╰☆◈ tiga puluh tujuh ◈☆╮

57 10 0
                                    


Jenar menatap figur mamanya yang saat ini sedang berada di depan cermin rias miliknya. Mendengar kepulangannya yang tiba-tiba membuat Jenar merasa bahwa ada sesuatu yang tidak beres.

“Mama libur panjang, kok tumben pulang?” tanya Jenar.

Bukan maksudnya ia tidak mengharapkan kedatangan mamanya. Namun, Jenar merasa aneh saja; kedua orang tuanya tidak akan pulang jika bukan karena ada urusan atau hari besar.

Terlebih lagi yang pulang hanya mamanya, sedang papanya masih berada di sana.

“Mama mau omongin sesuatu sama kamu.”

“Soal apa, Ma?”

Mama Jenar berbalik badan. Wanita paruh baya itu duduk di kasur dekat Jenar.

Ia baru menyadari bahwa anak perempuan satu-satunya itu sudah besar sekarang. Sudah berapa tahun dirinya tak mengikuti perkembangan anak perempuannya?

Entah, ia sudah lupa.

Wanita itu mengelus kepala Jenar. Ia benar-benar merasa bersalah karena tidak bisa membimbing anaknya dengan benar. Ia terlalu mementingkan ego-nya dengan bekerja. Ia menelantarkan Jenar selama ini —membiarkan anaknya berjuang sendiri bahkan sampai harus berjualan sana-sini. Padahal, ia selalu memberikan jatah uang saku setiap bulan.

“Mama udah lama banget ya ga ada momen berdua gini sama kamu.” Wanita itu menatap wajah Jenar penuh kasih. “Mama terlalu sibuk kerja sampai ga bisa ngurusin kamu. Kamu udah besar ternyata, Nar.”

“Maafin mama karena belum bisa jadi mama yang baik buat kamu. Maafin mama karena ga bisa nemenin Jenar di masa-masa sulit Jenar. Mama sadar, Jenar pasti kesusahan ya, apalagi masih harus urusin nenek?”

Jenar sama sekali tak menyimpan dendam; baik kepada mama ataupun papanya. Namun, ia selalu merasa kasihan kepada neneknya. Tak ada yang mengurus dan masih harus dibebani olehnya.

“Ga papa, Jenar udah terbiasa kok, Ma.”

Jawaban itu sukses membuat tangisan mama Jenar tumpah. “Nar, mama minta maaf soal semuanya.”

Jenar menarik tubuh mamanya ke dekapannya. Ia tahu, mamanya mungkin banyak menyimpan perasaan bersalah. Meskipun Jenar tahu bahwa dirinya tak mendapat kasih sayang penuh, tapi Jenar berusaha untuk tidak menyalahkan keadaan.

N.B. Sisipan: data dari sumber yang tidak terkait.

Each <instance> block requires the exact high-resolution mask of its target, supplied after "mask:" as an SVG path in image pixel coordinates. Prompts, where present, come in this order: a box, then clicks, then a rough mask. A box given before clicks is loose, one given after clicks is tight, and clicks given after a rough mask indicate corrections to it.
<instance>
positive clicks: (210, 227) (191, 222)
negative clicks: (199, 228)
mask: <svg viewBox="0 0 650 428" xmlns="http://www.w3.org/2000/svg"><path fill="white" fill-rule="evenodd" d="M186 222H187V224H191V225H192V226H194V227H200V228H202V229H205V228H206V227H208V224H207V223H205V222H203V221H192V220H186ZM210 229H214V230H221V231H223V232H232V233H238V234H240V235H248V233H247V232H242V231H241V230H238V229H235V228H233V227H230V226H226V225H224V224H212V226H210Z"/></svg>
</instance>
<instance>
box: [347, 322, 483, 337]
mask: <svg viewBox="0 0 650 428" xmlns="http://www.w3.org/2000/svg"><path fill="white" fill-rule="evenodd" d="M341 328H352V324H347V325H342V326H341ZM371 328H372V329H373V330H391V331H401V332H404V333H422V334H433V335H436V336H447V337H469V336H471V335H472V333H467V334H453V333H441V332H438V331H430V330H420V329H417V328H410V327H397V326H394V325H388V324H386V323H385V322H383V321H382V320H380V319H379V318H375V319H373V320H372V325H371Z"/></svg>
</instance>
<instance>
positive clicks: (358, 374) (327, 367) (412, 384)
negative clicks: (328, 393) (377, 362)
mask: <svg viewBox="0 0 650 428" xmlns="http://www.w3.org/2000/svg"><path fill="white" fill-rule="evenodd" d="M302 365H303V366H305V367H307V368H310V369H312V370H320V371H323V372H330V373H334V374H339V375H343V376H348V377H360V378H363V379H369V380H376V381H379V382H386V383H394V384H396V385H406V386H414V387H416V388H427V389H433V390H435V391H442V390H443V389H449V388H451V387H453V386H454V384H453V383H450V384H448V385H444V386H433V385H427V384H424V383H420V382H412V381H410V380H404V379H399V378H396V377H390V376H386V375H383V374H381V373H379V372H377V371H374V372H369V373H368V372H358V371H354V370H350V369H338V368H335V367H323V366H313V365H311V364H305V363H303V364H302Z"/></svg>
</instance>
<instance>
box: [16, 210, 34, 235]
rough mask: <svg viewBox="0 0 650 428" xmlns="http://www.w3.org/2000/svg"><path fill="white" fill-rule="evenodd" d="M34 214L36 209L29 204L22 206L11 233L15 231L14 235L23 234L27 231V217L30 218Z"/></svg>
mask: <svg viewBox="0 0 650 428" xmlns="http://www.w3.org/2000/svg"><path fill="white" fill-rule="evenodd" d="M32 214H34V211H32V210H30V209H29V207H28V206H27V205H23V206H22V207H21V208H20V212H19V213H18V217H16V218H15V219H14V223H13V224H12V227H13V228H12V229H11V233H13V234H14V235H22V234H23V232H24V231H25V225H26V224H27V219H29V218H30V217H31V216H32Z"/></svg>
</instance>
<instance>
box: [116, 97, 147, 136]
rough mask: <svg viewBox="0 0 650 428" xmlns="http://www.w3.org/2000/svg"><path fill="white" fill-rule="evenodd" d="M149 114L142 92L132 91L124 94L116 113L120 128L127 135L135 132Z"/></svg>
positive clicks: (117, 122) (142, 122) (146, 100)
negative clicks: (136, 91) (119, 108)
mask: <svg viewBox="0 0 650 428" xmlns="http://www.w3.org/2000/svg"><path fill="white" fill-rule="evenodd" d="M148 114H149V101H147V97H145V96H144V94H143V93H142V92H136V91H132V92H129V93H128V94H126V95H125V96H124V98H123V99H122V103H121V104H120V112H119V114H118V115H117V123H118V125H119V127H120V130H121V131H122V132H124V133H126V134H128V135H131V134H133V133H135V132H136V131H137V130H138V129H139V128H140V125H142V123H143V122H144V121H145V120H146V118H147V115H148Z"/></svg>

“Mama ga salah kok. Udah ya ma, ga usah nangis,” ujar Jenar menenangkan.

“Nar, ikut mama ke Bali yuk!” ajaknya.

Tubuh Jenar seketika menegang. Otaknya masih berusaha memproses apa yang diucapkan oleh mamanya. Ia mencoba untuk memercayai apa yang didengarnya.

Ia ingin meyakinkan bahwa telinganya sedang tidak ada gangguan.

“Ma?!”

“Mama pengen fokus sepenuhnya ngurus kamu, Nar. Mama pengen nebus semua kesalahan mama. Plis ya, mau ikut mama ke Bali.”

Jenar melihat bola mata mamanya yang penuh pinta. Ia menghargai keputusan bahwa mamanya ingin mengurus Jenar penuh. Namun, Jenar tak bisa setuju dengan pindah ke Bali.

“Terus nenek?!”

“Kita ajak nenek juga, Nar.”

Seketika Jenar seperti sedang bermimpi. Alam bawah sadarnya blank seketika. Itu artiny; ia harus meninggalkan teman-temannya?

Sungguh, Jenar tak mau.

“Kenapa ga mama yang tetep di sini aja? Kita tinggal bareng sama nenek. Kenapa ga mama aja yang keluar dari kerjaan?! Toh, kalaupun mama keluar kita masih bisa hidup kok, Ma. Kita bangun bisnis sendiri di sini.”